Учиться властям РСФСР было не у кого, никто в мире до сих пор ничего подобного не делал. Так что им поневоле приходилось обращаться с экономикой, как с новой техникой, — проект, опытный образец, испытания, доводка, снова испытания — и так до тех пор, пока не получится машина, которую можно запускать в серию. Совхоз как сельхозпредприятие не был ничем потрясающим, но совхозное строительство как полигон, на котором шла отработка новой аграрной экономики России, свою функцию выполнило полностью.
Советская аграрная реформа кажется внезапной. Но даже рождение кошек, которое народная мудрость называет критерием внезапности, и то требует определенного подготовительного периода. Тем более столь кардинальная перестройка всего аграрного сектора не могла проводиться экспромтом, это нонсенс. Интересно, хоть кто-нибудь всерьёз изучал нэп как совершенно уникальный период
И в этом аспекте существование одного образцового хозяйства «Лотошино» искупает все неудачи совхозного строительства. Потому что на выходе удалось получить искомое — доведенный до работающего состояния образец агрозавода.
Можно готовиться к серийному производству.
Но чем дальше, тем больше становилось ясно: совхозы при всей своей уникальности и нужности не решали главной проблемы будущей аграрной реформы — как быть с крестьянином-бедняком?
Одни совхозы помогали окрестным земледельцам — предоставляли улучшенные семена, качественный скот, организовывали зерноочистительные пункты, ремонт сельхозмашин, проводили лекции. Другие относились к ним потребительски-эксплуататорски: сдавали землю в аренду, предоставляли кредиты под грабительский процент. Есть случаи прямого мошенничества: например, совхоз, получив семенную ссуду, переуступал ее крестьянам, наживаясь на разнице в процентах. Климин приводит пример такого хозяйства:
«Он имел свободных 5 плугов, но прокатного пункта не организовал, а за потраву луга крестьянским скотом берет хуже старого помещика. Он установил высокую плату населению и за помол зерна… Не выдал совхоз и семена крестьянам в кредит. По словам крестьянки Пономаревой, „мы живём с совхозом, как волки, от него ничего мы не видим, кроме обиды. За кредит небольшой — кринку молока. Я бы отработать могла, а меня гонят. Разве это совхоз?“»
Но вне зависимости от отношений с окрестным населением совхоз все равно занял в русской деревне ту экологическую нишу, где раньше сидел барин. Крестьяне так и говорили: «советские помещики». Сам по себе барин может быть очень хорош, но основной проблемы сельского хозяйства он не решает никак, как не решал ее и прежний помещик. Советская аграрная реформа уперлась в ту же стену, что и столыпинская: можно устраивать на селе любые фаланстеры, с самыми фантастическими результатами — но куда девать сто двадцать миллионов мужиков с их сивками, сохами и 80 полосками земли на один семейный надел?
С миру по копейке
Имеется четверть миллиарда казенных денег, которыми распоряжаются назначенные коммунисты, плюс к этому имеется кооперативная вывеска.

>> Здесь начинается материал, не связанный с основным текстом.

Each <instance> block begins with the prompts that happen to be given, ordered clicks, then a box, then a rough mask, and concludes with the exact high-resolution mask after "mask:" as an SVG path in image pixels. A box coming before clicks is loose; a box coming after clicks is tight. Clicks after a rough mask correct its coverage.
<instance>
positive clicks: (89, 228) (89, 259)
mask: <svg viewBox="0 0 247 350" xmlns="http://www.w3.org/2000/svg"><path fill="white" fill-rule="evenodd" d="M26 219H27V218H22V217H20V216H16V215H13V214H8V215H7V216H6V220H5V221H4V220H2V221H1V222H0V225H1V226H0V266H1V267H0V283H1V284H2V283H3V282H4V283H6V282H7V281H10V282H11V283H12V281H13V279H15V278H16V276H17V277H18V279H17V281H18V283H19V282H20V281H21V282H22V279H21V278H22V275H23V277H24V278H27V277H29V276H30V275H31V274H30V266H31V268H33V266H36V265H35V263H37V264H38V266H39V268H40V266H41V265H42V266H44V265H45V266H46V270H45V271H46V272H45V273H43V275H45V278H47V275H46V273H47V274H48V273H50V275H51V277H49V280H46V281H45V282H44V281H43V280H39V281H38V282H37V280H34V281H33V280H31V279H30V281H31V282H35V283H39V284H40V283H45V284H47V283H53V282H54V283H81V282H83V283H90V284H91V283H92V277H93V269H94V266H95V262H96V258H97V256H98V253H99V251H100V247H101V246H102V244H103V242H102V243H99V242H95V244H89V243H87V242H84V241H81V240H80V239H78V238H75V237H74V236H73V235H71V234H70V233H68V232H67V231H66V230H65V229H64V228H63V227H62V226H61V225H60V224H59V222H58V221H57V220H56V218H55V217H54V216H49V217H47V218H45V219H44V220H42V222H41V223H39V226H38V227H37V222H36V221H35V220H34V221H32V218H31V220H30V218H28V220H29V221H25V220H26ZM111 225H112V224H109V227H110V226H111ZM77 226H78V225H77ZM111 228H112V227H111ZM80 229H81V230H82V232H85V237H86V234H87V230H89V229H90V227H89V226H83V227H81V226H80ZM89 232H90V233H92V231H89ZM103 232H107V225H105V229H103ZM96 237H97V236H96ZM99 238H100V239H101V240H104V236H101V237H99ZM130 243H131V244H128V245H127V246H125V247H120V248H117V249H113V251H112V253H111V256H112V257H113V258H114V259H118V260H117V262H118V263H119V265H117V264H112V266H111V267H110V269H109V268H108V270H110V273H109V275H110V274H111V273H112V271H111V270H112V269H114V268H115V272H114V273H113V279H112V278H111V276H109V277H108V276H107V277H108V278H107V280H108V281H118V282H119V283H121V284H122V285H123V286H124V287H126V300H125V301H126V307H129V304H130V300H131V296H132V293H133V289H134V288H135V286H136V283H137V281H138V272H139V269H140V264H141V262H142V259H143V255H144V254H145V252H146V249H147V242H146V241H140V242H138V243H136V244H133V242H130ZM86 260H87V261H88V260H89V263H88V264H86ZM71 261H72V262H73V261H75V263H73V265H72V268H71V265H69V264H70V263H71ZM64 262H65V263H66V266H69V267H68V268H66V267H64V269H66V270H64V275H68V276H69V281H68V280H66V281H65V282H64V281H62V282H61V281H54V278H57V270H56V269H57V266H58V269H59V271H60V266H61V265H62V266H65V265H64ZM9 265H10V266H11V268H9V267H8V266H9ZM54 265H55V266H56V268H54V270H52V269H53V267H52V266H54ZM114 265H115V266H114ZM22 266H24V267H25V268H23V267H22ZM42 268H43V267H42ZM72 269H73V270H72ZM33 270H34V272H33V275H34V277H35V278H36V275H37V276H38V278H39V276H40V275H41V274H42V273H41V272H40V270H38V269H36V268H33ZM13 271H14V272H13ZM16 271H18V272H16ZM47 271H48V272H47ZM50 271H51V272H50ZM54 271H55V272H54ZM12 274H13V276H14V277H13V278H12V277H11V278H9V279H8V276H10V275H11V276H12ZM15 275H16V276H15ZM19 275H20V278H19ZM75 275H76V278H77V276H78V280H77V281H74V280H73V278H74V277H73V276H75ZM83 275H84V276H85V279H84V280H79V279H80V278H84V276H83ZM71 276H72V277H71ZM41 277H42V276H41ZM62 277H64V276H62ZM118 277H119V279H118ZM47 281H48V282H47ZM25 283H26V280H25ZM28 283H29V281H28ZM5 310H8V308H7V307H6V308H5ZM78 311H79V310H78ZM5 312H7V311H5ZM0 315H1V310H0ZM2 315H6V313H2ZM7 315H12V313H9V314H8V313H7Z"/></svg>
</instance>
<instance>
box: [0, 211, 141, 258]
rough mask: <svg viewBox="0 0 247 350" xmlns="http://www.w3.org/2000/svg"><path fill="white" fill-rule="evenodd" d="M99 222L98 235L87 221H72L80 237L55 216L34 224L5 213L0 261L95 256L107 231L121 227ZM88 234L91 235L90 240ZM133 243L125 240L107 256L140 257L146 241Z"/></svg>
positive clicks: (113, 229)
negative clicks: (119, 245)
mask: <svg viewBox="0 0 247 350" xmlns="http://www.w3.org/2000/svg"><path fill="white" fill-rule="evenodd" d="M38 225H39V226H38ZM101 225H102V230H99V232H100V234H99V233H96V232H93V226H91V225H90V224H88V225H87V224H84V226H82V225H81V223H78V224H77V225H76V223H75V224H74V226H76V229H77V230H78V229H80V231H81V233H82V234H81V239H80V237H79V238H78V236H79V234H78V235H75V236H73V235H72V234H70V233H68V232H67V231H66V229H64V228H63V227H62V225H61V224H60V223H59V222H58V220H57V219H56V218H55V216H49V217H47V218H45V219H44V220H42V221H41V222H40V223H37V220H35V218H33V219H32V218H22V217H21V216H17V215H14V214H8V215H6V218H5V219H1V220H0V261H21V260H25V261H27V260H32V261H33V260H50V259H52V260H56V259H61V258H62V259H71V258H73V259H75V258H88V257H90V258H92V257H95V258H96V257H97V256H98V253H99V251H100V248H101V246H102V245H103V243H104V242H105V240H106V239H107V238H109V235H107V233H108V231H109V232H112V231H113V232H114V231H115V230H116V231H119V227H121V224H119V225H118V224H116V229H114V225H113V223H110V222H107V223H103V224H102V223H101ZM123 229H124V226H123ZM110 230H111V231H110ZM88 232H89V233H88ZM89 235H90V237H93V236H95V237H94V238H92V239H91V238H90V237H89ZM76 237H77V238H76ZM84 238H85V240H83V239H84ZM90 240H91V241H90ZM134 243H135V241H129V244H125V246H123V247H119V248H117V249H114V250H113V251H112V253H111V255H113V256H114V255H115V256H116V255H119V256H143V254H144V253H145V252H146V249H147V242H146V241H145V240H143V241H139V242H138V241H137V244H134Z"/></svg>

Кооперация стояла ближе к мужику как первичная, древнейшая форма взаимодействия между мелкими производителями. Когда пять первобытных охотников вручали одному связку шкур и посылали в соседнее становище менять их на кремневые наконечники, они создавали первый кооператив. Разве что денег у них не водилось — ну так и в Гражданскую натуральный обмен вовсю процветал. Впрочем, как и кооперация: частная торговля была запрещена, государственной еще не существовало, и единственной легальной возможностью вести хоть какие-то дела с селом являлись кооперативы.
Во время войны большевики относились к кооперации сложно. С одной стороны, дело хорошее, с другой — ее контролировала зажиточная часть деревни и «держали» эсеры. А вот после войны правительство включило ее в число своих главных козырей. И были тому две основные причины, по числу двух видов кооперации — потребительской и производственной.